Capitolo espulsioni: si amplia l’elenco dei reati che consentono al giudice di disporre l’allontanamento dello straniero con sentenza di condanna. Tra questi figurano violenza a pubblico ufficiale, riduzione in schiavitù e maltrattamenti in famiglia. Per i detenuti stranieri è prevista una procedura accelerata per eseguire il provvedimento di espulsione.
Il ddl disciplina in modo più dettagliato anche il trattenimento durante l’esame delle domande di protezione. Vengono fissate regole precise sulle modalità e sui tempi, con l’obiettivo di rendere più rapido l’iter delle richieste.
Nasce inoltre un sistema di sorveglianza integrata delle frontiere esterne, rafforzando la cooperazione con le agenzie europee come Frontex. L’intenzione è intervenire in anticipo sulle rotte migratorie, sia via mare sia via terra.

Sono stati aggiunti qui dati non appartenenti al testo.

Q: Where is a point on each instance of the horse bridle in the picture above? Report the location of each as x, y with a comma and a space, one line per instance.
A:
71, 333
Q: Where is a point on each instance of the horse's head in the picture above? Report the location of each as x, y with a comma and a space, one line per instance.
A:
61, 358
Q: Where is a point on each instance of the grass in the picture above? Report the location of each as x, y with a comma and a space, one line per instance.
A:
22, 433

Introdotta una procedura di rimpatrio direttamente alla frontiera o nelle zone di transito. Potrà essere applicata ai cittadini provenienti da Paesi considerati sicuri o in presenza di domande giudicate manifestamente infondate, con allontanamento immediato.
Il provvedimento interviene anche sulla protezione complementare e sui ricongiungimenti familiari. Vengono stabiliti criteri più rigidi per dimostrare l’esistenza di legami familiari e di un reale percorso di integrazione. La valutazione dovrà tenere conto della durata del soggiorno in Italia, dei legami con il Paese d’origine e dell’assenza di condanne che indichino pericolosità sociale.
Per i ricongiungimenti, la delega al governo definisce parametri più stringenti per individuare i familiari che hanno diritto all’ingresso. L’accesso sarà riservato a chi si trova in condizioni di vulnerabilità e non dispone di un adeguato sostegno nel Paese di provenienza.